Sotto il veleno, un consiglio esplicito: ascoltate questo lavoro senza fidarvi delle recensioni. Mi pare difficile credere che l’accoglienza a dir poco tiepida ricevuta solo un anno fa da “Shiny and Oh So Bright, Vol. 1” sia tutta da imputare ai pareri negativi di una buona parte della critica. La verità  è che la verve di Corgan si è definitivamente eclissata, almeno per quanto riguarda la sua riformata e pluri-rimaneggiata band. Quando opera in autonomia, tuttavia, le cose sembrano andare diversamente.

Recuperando le sonorità  acustiche e la dimensione folk che nel 2017 caratterizzarono il riuscito “Ogilala”, le diciassette canzoni di “Cotillions” servono a ricordarci di che stoffa sia fatto il permalosissimo zuccone di Chicago. Oltre gli eccessi, i progetti inutilmente mastodontici (vi ricordate il già  abbandonato “Teargarden by Kaleidyscope”?) e i litigi a destra e manca, resta l’autore di razza. Un musicista sopraffino che, pur non brillando più come ai vecchi tempi, è ancora in grado di trasmettere emozioni, soprattutto quando decide di ridurre all’osso la proposta.

Una chitarra, un pianoforte, occasionalmente qualche corista ad armonizzare le melodie: tanto basta a Billy Corgan per dar forma a ballate intense e avvolgenti, in costante bilico tra un calore capace di sciogliere persino i cuori di pietra e una sottile malinconia.
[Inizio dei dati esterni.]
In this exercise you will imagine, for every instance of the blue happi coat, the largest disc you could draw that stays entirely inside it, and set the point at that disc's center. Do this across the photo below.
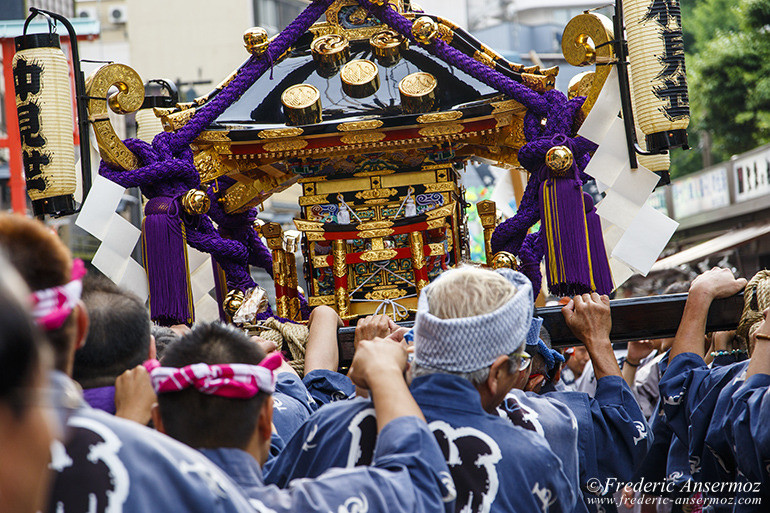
(111, 464)
(295, 399)
(408, 474)
(749, 418)
(696, 399)
(550, 419)
(613, 437)
(690, 392)
(495, 466)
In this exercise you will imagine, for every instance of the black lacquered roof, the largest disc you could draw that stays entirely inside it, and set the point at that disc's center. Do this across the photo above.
(260, 107)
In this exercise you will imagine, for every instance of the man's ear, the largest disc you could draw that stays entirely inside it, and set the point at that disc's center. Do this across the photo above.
(81, 324)
(265, 420)
(157, 420)
(557, 374)
(153, 352)
(533, 383)
(497, 371)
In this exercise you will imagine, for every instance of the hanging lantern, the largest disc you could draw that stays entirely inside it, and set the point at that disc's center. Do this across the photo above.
(44, 104)
(656, 59)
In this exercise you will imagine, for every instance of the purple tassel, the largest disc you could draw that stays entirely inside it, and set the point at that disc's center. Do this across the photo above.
(562, 212)
(599, 264)
(164, 249)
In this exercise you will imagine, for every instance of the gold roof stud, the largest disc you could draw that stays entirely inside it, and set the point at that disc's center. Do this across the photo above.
(256, 41)
(302, 104)
(330, 52)
(387, 46)
(233, 301)
(424, 30)
(418, 93)
(196, 202)
(505, 260)
(559, 160)
(360, 78)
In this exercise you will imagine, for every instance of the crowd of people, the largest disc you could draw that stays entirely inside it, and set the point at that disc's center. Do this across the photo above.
(471, 411)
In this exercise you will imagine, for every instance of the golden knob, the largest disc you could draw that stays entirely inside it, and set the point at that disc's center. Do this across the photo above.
(387, 45)
(256, 41)
(360, 78)
(559, 160)
(196, 201)
(330, 52)
(302, 104)
(418, 92)
(233, 301)
(505, 260)
(424, 30)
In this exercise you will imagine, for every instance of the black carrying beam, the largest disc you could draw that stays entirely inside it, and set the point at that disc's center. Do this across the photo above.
(632, 319)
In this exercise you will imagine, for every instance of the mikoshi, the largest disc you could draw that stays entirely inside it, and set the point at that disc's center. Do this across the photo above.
(374, 109)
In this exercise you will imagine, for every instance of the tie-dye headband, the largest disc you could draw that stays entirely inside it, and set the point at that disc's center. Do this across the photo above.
(234, 380)
(51, 307)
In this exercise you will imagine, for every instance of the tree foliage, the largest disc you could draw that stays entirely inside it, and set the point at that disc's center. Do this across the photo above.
(728, 70)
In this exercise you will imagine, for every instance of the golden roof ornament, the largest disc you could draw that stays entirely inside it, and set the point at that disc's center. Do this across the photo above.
(424, 30)
(196, 202)
(559, 160)
(505, 260)
(330, 52)
(302, 104)
(256, 40)
(418, 92)
(387, 45)
(233, 301)
(360, 78)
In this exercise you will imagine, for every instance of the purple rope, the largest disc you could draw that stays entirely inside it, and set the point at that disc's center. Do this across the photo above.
(510, 234)
(245, 78)
(168, 169)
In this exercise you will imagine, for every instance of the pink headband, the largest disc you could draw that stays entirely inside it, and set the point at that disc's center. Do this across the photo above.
(51, 307)
(235, 380)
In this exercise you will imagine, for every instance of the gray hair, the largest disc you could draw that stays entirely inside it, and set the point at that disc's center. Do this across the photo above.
(468, 292)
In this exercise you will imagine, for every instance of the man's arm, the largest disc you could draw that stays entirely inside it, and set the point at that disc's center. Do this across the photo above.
(637, 351)
(379, 366)
(322, 351)
(588, 316)
(707, 287)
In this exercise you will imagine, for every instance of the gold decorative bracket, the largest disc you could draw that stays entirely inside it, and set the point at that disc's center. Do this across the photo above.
(587, 41)
(129, 98)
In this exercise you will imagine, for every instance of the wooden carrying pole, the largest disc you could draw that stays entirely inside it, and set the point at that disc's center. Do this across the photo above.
(632, 319)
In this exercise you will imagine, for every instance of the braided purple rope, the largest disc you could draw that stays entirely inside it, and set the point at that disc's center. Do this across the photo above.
(168, 169)
(245, 78)
(510, 234)
(519, 92)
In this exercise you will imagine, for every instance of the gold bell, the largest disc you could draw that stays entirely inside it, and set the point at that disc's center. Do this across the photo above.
(256, 41)
(559, 160)
(360, 78)
(302, 104)
(424, 30)
(418, 92)
(386, 47)
(258, 224)
(330, 52)
(195, 202)
(505, 260)
(233, 301)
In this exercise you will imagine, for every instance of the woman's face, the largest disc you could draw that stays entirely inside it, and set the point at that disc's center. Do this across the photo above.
(26, 441)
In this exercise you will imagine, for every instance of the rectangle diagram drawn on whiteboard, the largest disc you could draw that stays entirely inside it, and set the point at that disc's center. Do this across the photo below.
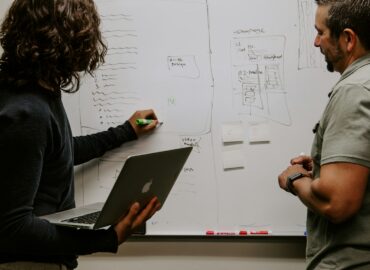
(258, 77)
(154, 61)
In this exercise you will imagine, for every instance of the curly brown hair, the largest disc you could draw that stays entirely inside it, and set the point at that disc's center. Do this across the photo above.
(49, 42)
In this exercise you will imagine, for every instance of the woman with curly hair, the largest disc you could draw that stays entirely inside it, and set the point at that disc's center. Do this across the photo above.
(48, 45)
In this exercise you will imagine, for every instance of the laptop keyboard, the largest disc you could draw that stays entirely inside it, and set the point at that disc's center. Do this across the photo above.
(84, 219)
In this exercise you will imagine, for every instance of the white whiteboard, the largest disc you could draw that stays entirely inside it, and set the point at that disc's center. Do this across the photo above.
(239, 80)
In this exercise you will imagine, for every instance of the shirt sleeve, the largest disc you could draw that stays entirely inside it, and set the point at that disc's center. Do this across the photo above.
(347, 133)
(23, 137)
(92, 146)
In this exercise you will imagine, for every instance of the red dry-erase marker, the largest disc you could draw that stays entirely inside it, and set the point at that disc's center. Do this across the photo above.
(226, 233)
(261, 232)
(243, 232)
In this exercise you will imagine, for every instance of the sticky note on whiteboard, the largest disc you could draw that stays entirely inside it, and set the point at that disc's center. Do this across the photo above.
(232, 132)
(233, 159)
(259, 132)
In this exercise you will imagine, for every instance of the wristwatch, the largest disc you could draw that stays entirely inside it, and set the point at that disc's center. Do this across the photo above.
(291, 178)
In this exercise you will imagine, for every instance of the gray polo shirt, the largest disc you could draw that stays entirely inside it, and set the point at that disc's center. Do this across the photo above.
(343, 135)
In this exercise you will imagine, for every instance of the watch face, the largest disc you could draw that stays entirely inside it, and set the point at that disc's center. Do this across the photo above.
(295, 176)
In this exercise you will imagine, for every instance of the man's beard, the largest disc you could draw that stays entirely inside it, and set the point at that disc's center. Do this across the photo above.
(329, 65)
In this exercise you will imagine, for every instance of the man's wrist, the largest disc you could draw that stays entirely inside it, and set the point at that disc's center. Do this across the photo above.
(291, 179)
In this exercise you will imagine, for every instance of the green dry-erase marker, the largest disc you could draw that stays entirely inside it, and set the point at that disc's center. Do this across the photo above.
(143, 122)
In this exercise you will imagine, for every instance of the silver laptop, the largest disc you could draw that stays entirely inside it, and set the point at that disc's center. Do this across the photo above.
(142, 177)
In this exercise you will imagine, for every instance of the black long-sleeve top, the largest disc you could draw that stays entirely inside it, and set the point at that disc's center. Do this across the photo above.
(37, 158)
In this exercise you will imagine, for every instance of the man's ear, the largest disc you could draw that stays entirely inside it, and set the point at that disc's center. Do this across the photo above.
(350, 39)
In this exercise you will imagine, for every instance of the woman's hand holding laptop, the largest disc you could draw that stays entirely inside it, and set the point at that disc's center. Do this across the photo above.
(135, 218)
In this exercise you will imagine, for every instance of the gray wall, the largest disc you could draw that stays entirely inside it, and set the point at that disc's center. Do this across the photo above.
(180, 254)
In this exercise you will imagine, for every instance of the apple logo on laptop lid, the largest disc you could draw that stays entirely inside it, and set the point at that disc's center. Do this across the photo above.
(147, 186)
Il nume tutelare è Neil Young, dal quale vengono ripresi gli aspetti per così dire più “rustici”, vicini alle radici della grande scuola folk americana (“To Scatter One’s Own”, “Faithless Darlin'” e “Colosseum”).

La vera, grande novità  che ci porta in dote “Cotillions” è però rappresentata dall’esplosione di violini, banjo e lap steel che colora di country le note di tante tracce, tra le quali spiccano sicuramente la vivace “Jubilee”, l’amara “Hard Times” e “Cri De Coeur”, dal respiro antico e celtico. Questa alquanto inedita versione di Corgan potrebbe spiazzare i fan più appassionati degli Smashing Pumpkins, abituati a quella splendida ricchezza sonora che, dai fasti di “Siamese Dream” e “Mellon Collie and the Infinite Sadness”, si era ormai trasformata in fastidiosa magniloquenza.

Qui, fortunatamente, dominano   un’intimità  e un bisogno di semplicità  che esaltano le doti compositive del buon William Patrick: non più un genio tormentato dell’alternative rock, ma un raffinato songwriter, autore di un album troppo lungo ma davvero molto piacevole.